- Publisher: Quercus
- Available in: Audiobook, Ebook, Hardback, Paperback
- ISBN: 9781849161527
- First Published: 2009
An Action Thriller That Challenges Perceptions of Right and Wrong
Three Seconds by Roslund & Hellström received worldwide acclaim. At home, it won the Swedish Academy of Crime Writers’ Award for Swedish Crime Novel of the Year. It went on to win awards in both Japan and Britain for the best foreign crime novel of the year. Hollywood bought the film rights and turned it into a movie, The Informer.
A gripping account of informants and the Swedish legal system.
⭐⭐⭐⭐
Rating: 4 out of 5.Synopsis
Piet Hoffman plays a dangerous game. He runs all the drug smuggling into Sweden for an arm of the Polish Mafia, organising teams of mules to bring hundreds of kilos of amphetamine into Stockholm. Hoffman is also a police informer who has spent the past ten years infiltrating the Polish organisation, winning their confidence and trading their secrets. If that isn’t enough to contend with, he is a husband and father of two small boys.

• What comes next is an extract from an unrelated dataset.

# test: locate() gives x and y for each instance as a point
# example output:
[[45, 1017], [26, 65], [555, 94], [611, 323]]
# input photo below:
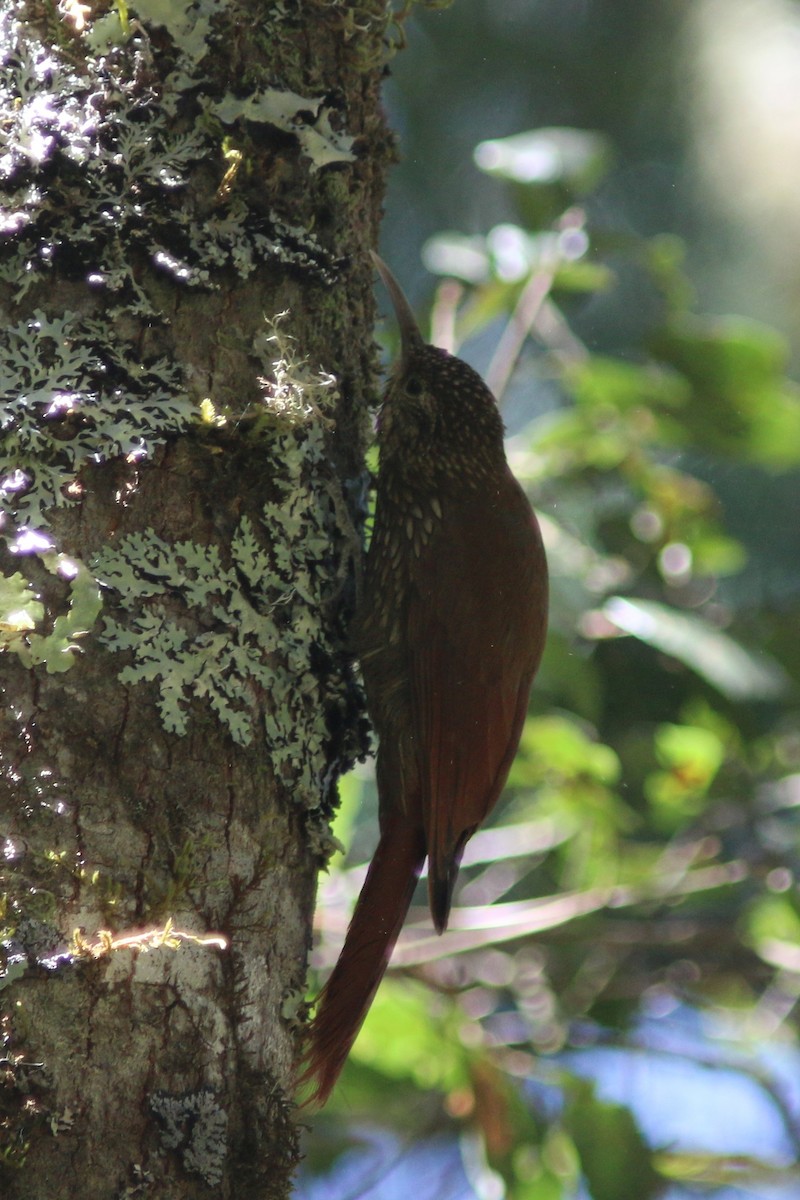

When the Polish Mafia decided to take their drug dealing into the “closed market”, the Swedish Prison System, they needed a man on the inside they could trust. Hoffman alerts his handler, and they arrange his arrest and send him down, so he can lead the operation. Before starting such a legally dubious venture, the politicians and police officers at the very top of the Criminal Justice System assured his safety. Yet, when events begin to sour, the politicians and bureaucrats scramble to distance themselves from their informant. Hoffman’s life expectancy starts to look very short.
Review
Roslund & Hellström’s Three Seconds is brutal, with a no holds barred depiction of drug smuggling and life inside a Swedish Prison. The authors build tension from the start, flipping through Hoffman’s personas as criminal, informer, and parent. Then they ramp up the pressure when the mafia realise Hoffman is a snitch. The story becomes a headlong rush to the finale.
One of the authors, Börge Hellström, was an ex-convict. The action is propped up with many unpleasant details of prison life that hint at inside knowledge. The central plot — from which the title is derived — is Hoffman’s intricate “life insurance” plan. This plan also reeks of the deep technical knowledge that keeps thriller readers enthralled. Though far too clever for its own good, the authors keep disbelief at bay.
With all that action and technical detail, something has to give. Despite Hoffman’s cunning, he and his dour adversary — Detective Inspector Grens — are a little stodgy and stereotypical.
Whilst the characters may be bland, Roslund and Hellström redeem themselves with a knotty ethical dilemma. When is it acceptable to use convicted criminals as police informants? They reinforce this question at the novel’s end by separating fact from fiction. In a journalistic post-script, they highlight the use of criminal informants and the effect of drugs inside Sweeden’s jails.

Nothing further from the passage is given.